El solo hecho de que se estén llevando a cabo elecciones no significa que todo esté desarrollándose sin problemas. De hecho, en la mayoría de estos países, el pueblo enfrenta serios problemas, y la democracia está siendo sometida a duras pruebas. Por ejemplo, en Bolivia, las elecciones presidenciales se llevaron a cabo antes de tiempo en 2005 porque los tres presidentes anteriores fueron derrocados por una multitud liderada por Evo Morales, quien no llegó al poder ni se convirtió en el presidente de Bolivia en forma casual. Ahora Morales está tratando de reestructurar las mismísimas instituciones bajo las cuales resultó electo para satisfacer sus ambiciones de revolución social.

En Venezuela, Hugo Chávez, quien fuere el líder del golpe militar, ganó la presidencia en 1998 y, desde entonces, retuvo el poder a través de una serie de elecciones cada vez menos democráticas. Chávez supera a su oponente en las encuestas de opinión de la campaña para las elecciones presidenciales del 3 de diciembre. Ha utilizado su influencia política para concentrar todos los poderes del Estado en sus manos, atacar a quienes disienten y manipular el aparato electoral en su favor.
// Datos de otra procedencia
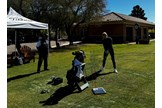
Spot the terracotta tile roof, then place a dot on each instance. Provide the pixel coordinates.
(121, 17)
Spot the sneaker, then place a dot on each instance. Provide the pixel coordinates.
(102, 68)
(115, 70)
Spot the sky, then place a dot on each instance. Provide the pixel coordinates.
(126, 7)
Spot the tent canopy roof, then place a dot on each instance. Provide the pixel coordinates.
(15, 20)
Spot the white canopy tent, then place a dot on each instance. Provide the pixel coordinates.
(17, 21)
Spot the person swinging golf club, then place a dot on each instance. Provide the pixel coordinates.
(108, 48)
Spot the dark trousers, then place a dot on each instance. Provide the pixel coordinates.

En Nicaragua, el retrógrado dictador sandinista Daniel Ortega recientemente ganó las elecciones bajo ciertas normas manipuladas mediante un cínico acuerdo con el corrupto ex presidente Arnoldo Alemán. Ortega debe su victoria a la maniobra de Alemán de dividir el voto democrático. Pero ello no quita el hecho que los tres gobiernos democráticamente electos no lograron erradicar la pobreza que asola a Nicaragua, y la victoria de Ortega es una prueba de ese fracaso.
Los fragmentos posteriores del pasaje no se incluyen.